Another standout Chinese restaurant to transcend pop-up status is Chungking Noodles. After moving from Shanghai to Berlin in 2010, Ash Lee launched her supper club Chi Fan. She started selling noodles at pop-ups and street food events like Bite Club, before going on to open a place on Reichenberger Straße in 2019. The focus is very much on the noodles here, which are made daily in-house and are easily one of the most delicious things to eat on a street increasingly cluttered with good restaurants. The succinct, but respectable selection of wines and proximity to a number of bars have made it wildly popular—good luck getting a table in under an hour here.
It’s often been said that food is a form of soft cultural diplomacy, a way of introducing a side of a country beyond the narratives in the press. I hope that someday, when borders are less impenetrable and air travel less perilous, more of us in the European Union and the United States have the chance to visit China, to see the country through a human lens. I hope one day to be able to return. Until then, these small reminders will have to do.
What I’m Reading
I knew Emily in Paris was hot trash from the moment I laid eyes on it, but like so many people, I watched it anyway. In Emily in Paris is a sinister study of the American Dream (VICE), Nathan Ma, an American in Berlin, breaks it down beautifully. “Which is to say that Emily In Paris is a vision of the American dream of expatriation: the lofty aspirations of proving oneself through hard work and determination. As the battleground of the US election draws closer, it’s hard to drown out the drones of ‘I’m leaving!’ from US citizens disenchanted by the failed promises of their country. But when it comes to the baggage of the American abroad, we expect others around us to help carry the weight.”
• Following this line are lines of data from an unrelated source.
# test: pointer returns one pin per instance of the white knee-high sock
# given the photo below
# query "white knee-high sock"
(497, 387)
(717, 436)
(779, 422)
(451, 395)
I’ll read just about anything Wesley Morris writes (have you read his ode to the romantic comedy yet?). When I was growing up, he was one of the film critics for The Boston Globe and therefore one of the first cultural journalists I followed. Now that he’s a big-shot Pulitzer Prize-winner, The New York Times gives him space to write all sorts of smart, funny, powerful pieces like My Mustache, My Self.
That New York’s Commercial Rents Are ‘Too Damn High’ (The New York Times) is not news, but that something could and should be done about them is. Tim Wu writes about why this form of artificial inflation happens (Eater has also covered some of this recently) and what concrete initiatives could be taken to slow the blight of empty storefronts.
Like many children of the 1980s, I’ve seen The Princess Bride more times than I can count. I’ve also read the book-within-a-book in which it is based, along with Cary Elwes’ dishy memoir. So the fact that almost all of the original cast got (virtually) back together recently felt like a small gift in the middle of a rough year. Rachel Syme spoke with Inigo Montoya in Mandy Patinkin Is Still Singing (The New Yorker) and their conversation is predictably great.